Sat Dec 19, 2015, 08:39 AM
Dec 2015

People just don't look at the parts that aren't obscure anymore. The rules for dealing with slaves, including the precise instructions on how much you can beat them, are a great example of what the bible says.

uriel1972

(4,261 posts)
2. I just lurv the part...
Sat Dec 19, 2015, 10:10 AM
Dec 2015

Where it specifies an allowable mourning period for a twelve year old girl before you can marry and rape her after you have killed the rest of her family. Please note I am being sarcastic. The Bible, however, not so much.

Igel

(35,300 posts)
5. The same can be said of the US Constitution.
Sat Dec 19, 2015, 12:46 PM
Dec 2015

The problem is the premise and the eternal lure of confirmation bias.
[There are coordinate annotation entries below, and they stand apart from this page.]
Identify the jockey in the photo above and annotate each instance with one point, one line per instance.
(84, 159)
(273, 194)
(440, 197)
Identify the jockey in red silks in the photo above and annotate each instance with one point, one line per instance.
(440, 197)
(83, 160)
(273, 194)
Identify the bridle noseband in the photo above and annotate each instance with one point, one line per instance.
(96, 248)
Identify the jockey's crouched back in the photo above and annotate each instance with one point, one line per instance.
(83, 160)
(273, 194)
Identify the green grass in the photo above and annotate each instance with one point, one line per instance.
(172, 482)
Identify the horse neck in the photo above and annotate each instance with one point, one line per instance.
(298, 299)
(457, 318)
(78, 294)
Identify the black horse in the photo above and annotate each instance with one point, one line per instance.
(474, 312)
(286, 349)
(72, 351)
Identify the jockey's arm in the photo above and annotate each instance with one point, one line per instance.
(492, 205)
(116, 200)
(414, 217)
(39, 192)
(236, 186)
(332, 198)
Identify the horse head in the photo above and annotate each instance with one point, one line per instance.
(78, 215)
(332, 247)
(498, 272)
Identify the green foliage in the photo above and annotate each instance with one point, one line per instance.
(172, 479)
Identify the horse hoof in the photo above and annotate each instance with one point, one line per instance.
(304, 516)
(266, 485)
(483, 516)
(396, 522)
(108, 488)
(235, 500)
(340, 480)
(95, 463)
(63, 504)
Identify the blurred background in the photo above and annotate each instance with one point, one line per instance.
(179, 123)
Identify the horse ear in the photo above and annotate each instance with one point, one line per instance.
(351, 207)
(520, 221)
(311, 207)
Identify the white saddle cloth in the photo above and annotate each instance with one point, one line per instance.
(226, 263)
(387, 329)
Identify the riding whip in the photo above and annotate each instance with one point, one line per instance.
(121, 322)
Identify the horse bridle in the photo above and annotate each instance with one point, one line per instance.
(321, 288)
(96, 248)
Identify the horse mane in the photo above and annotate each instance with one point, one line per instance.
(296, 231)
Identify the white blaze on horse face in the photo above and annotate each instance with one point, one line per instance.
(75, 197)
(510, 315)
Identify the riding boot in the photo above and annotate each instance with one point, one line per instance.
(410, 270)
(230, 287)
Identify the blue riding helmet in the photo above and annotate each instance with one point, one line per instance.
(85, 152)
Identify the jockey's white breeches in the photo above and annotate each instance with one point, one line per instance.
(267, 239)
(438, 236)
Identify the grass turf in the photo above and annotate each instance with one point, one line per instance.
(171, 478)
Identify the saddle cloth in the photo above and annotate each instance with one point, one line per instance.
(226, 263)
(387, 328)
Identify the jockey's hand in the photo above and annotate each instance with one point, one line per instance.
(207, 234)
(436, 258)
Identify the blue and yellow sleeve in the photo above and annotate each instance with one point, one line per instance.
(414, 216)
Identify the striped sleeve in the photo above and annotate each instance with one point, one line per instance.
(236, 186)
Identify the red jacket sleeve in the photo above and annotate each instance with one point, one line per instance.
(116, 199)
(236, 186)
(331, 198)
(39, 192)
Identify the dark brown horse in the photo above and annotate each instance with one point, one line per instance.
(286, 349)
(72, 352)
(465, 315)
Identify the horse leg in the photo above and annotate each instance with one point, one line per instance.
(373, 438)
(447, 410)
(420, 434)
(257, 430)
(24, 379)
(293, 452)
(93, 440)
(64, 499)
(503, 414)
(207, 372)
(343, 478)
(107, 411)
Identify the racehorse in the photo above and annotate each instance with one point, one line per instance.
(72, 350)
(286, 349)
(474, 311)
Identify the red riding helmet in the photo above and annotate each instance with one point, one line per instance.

The legal traditions that we've come to respect (esp. among those who say they don't respect tradition) don't help.


Note that for the most part the 33,000 Christian sects (a number I find ridiculously high) do agree on most things.
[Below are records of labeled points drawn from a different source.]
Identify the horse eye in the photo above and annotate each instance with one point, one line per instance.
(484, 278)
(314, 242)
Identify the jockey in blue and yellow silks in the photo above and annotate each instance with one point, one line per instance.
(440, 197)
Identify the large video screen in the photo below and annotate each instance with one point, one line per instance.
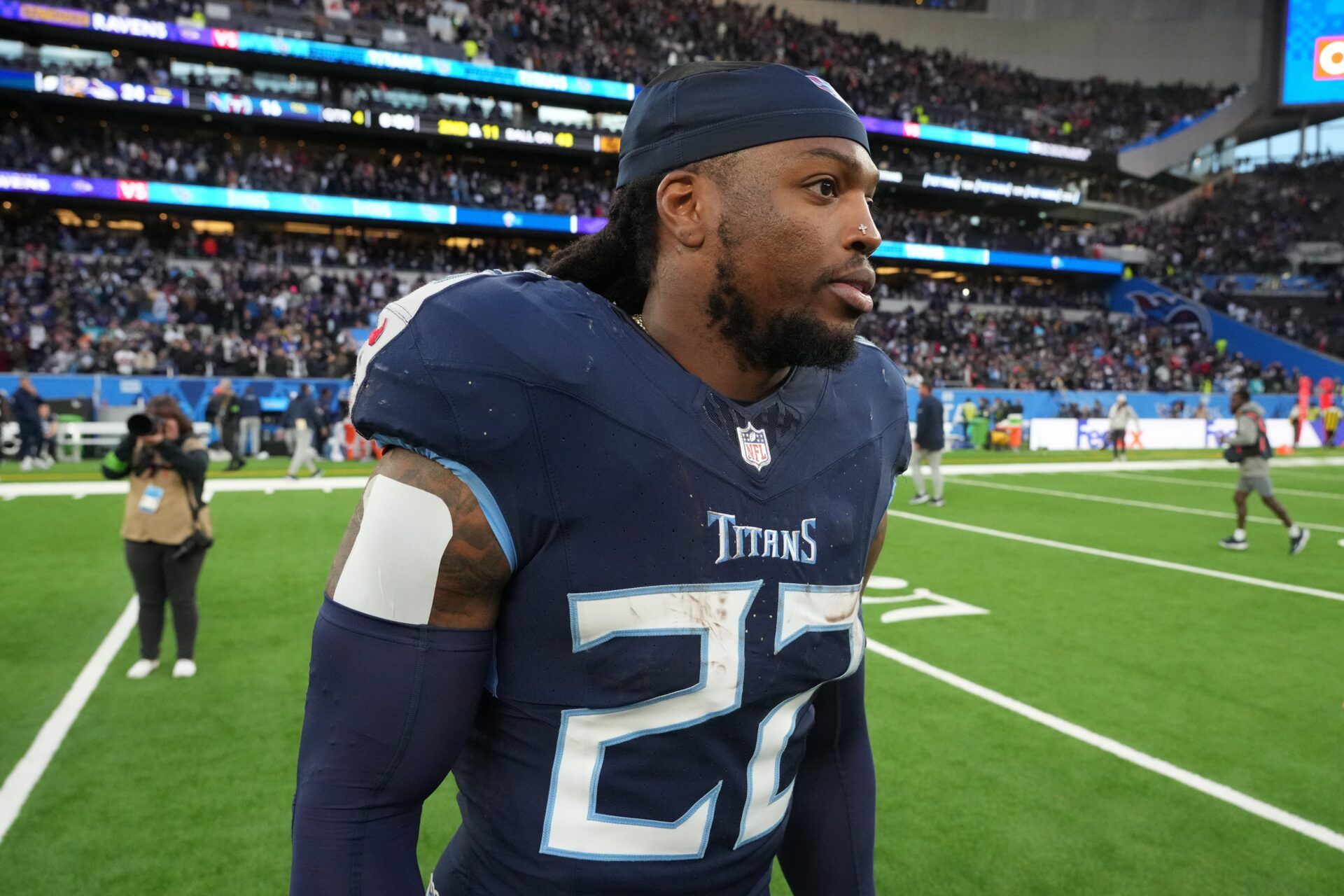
(1313, 52)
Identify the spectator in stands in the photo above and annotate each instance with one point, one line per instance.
(26, 410)
(166, 527)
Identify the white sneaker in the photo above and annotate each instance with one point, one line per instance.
(141, 668)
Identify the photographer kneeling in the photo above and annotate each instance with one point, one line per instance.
(166, 526)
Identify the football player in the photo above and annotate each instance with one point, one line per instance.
(609, 570)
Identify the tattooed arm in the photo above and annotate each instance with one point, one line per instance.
(473, 570)
(400, 662)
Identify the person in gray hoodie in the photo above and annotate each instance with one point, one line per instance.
(1249, 449)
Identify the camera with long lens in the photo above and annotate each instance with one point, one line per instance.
(141, 425)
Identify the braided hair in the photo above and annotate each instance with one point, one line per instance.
(619, 261)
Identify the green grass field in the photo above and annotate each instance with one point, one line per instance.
(183, 788)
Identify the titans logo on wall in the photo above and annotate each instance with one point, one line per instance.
(756, 448)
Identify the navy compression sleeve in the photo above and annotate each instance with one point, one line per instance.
(832, 824)
(388, 708)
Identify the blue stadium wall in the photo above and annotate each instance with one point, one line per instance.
(194, 393)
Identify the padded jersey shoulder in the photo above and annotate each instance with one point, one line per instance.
(522, 324)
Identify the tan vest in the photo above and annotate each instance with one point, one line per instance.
(171, 524)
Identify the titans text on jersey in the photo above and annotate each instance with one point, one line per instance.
(686, 577)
The problem is in how you quantify the variables. Do you insist that for something to be agreed upon the quantification must be exhaustive, all or none? So that if 1/33000 disagrees on what something means there's a complete lack of agreement? Or do you say that there's widespread agreement on that point?

Do you let 1 disagreement out of 1000 different points count as "they can't agree on what the Bible says" or do you let agreement on the other 999 points count as widespread agreement in general?

Do you worry about what the systematic theology of a sect says and stop there--for those that have a systematic theology, a rare thing for many smaller groups--or do you insist on uniformity of opinion by all the members of that sect? "9999 members of that group abide by the fundamentals of belief, but 1 person disagrees."

These are ground rules that need to be ironed out before you can even make the claim that they "never agree on what it says." In other words, it reduces that claim to not saying anything. Or at least not making an assertion apart from emotion or fact-free belief.